Lo siento, lo sé, no más chistes de la Tercera Guerra Mundial, pero ya sabes a qué me refiero. Yo mismo quisiera seguir mi predicción, probablemente guiada por ilusiones, de que Jürgen Klopp podría convertirse en el seleccionador nacional de Inglaterra y, si gana el Mundial en un futuro próximo, conseguir que los ingleses envíen a todos sus neonazis, partidarios del Brexit. y susurradores fascistas en el desierto y se regocijan en el círculo de regresar a las naciones civilizadas mientras los futurólogos aficionados ya no se asoman demasiado por la ventana. “Kloppo” (que lindo) ahora prefiere “trabajar” (lo pongo entre comillas; descarado, ¿no?) para una empresa que mantiene relaciones amistosas con, en este caso, la derecha austriaca y hace buenos negocios con Putin. Rusia, pero bueno, Jürgen también tiene que considerar cómo pagará sus salarios en el futuro, ahora que el SPD piensa en voz alta durante cinco minutos sobre su deseo de imponer impuestos más altos a quienes ganan más en un futuro vagamente definido. El FDP y Friedrich Merz están aclarando esas tonterías de bienhechores que conducen directamente al bolchevismo.

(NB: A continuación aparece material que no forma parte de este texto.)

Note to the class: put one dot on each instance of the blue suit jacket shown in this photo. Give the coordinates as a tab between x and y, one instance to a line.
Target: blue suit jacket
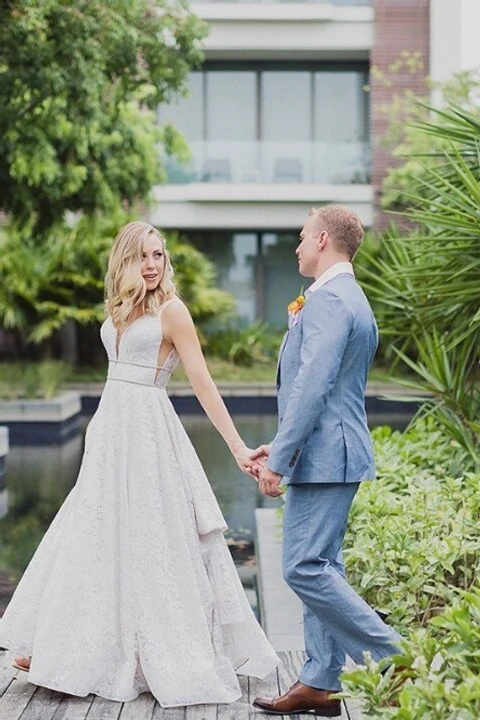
322	373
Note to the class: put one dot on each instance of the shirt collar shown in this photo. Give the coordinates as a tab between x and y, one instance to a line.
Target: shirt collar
333	271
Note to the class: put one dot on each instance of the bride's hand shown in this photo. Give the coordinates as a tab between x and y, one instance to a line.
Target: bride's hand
245	463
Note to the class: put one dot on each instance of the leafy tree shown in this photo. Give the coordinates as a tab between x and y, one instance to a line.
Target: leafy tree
195	279
79	82
63	280
428	281
415	149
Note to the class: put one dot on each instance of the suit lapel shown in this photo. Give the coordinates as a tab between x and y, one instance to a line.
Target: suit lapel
280	353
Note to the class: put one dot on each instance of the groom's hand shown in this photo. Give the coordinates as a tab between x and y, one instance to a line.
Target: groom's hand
269	483
258	459
263	451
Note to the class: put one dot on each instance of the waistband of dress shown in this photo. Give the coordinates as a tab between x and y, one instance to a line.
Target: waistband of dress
138	374
136	382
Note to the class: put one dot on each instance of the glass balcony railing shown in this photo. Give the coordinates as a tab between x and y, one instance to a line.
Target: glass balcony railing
337	163
358	3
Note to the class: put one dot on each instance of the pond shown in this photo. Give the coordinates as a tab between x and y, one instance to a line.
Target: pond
38	479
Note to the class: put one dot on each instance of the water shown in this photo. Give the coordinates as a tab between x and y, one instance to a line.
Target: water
39	478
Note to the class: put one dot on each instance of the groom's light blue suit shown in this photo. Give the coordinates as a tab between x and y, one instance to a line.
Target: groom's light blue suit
324	450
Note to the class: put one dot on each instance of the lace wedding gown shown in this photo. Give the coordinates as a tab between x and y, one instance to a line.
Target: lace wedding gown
132	587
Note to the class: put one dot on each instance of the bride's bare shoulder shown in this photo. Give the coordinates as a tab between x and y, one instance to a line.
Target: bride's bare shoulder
176	313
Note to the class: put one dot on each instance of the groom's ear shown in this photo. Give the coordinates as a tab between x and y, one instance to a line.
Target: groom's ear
322	240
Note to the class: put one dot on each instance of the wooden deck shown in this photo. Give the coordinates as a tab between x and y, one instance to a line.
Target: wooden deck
20	700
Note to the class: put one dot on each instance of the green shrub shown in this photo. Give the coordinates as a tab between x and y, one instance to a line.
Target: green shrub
440	666
247	346
32	380
413	550
413	533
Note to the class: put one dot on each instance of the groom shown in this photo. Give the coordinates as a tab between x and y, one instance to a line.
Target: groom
324	451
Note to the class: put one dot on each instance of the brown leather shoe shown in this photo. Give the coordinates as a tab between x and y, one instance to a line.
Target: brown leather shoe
301	699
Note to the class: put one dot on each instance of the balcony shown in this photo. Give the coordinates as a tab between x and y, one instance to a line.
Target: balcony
338	3
321	162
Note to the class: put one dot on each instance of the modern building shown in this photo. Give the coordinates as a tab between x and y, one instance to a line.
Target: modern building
283	116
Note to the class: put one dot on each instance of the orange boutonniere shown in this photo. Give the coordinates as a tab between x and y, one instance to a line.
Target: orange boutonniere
294	308
296	305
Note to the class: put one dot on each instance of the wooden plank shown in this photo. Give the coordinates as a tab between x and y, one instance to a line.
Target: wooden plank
293	662
268	687
290	671
239	709
7	672
16	697
201	712
160	713
43	705
139	709
73	707
103	709
354	707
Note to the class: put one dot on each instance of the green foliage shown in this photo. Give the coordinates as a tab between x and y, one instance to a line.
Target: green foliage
437	673
413	550
62	279
245	346
425	285
32	380
413	532
79	83
415	150
195	278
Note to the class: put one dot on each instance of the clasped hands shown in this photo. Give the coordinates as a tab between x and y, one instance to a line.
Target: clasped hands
254	464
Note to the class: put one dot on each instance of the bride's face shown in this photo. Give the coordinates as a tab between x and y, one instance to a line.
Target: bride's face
153	262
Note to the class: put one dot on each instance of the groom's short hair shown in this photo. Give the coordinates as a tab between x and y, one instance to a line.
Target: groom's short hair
343	226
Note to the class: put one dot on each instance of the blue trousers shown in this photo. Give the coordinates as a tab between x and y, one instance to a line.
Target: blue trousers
337	622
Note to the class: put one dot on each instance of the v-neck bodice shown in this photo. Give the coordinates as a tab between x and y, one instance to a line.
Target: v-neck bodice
133	357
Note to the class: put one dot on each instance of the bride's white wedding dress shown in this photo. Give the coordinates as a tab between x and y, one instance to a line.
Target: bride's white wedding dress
132	587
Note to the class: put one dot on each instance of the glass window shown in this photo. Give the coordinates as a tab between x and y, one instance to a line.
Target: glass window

En cambio, ya lo habrán oído, la Inglaterra afectada por el Brexit está experimentando un auge económico, gracias a la reactivación del capital humano de tiempos en los que Britannia todavía era “cool”: la reunión de Oasis con sus necesidades logísticas, mercantiles y materiales ha impulsado la economía inglesa. Mnjaaa, así es, ha habido más rock and roll y también más reportajes románticos sobre Oasis, y no sé si esto ahora disparará las hormonas de la felicidad entre los ultras de Oasis. Pero está claro que esta podría ser una oportunidad para que nuestro Ministro de Economía, Habeck, se libere. Dada la lenta economía local, ahora tendría que trabajar para lograr la pronta reunificación del grupo musical disuelto más exitoso de la república. Por supuesto, sería jugar con fuego, ya que serían los Verdes, precisamente, los que llegaron al gobierno con objetivos tan nobles, los que no sólo apoyarían el suministro de armas a una zona de guerra, los recortes en el sector social y Varios endurecimiento de la legislación sobre asilo, pero también para el regreso de la modernidad Hablar sería responsable. Y luego ya no me atrevo a hacer una predicción.
Esta columna apareció por primera vez en el número 12/2024 de Musikexpress.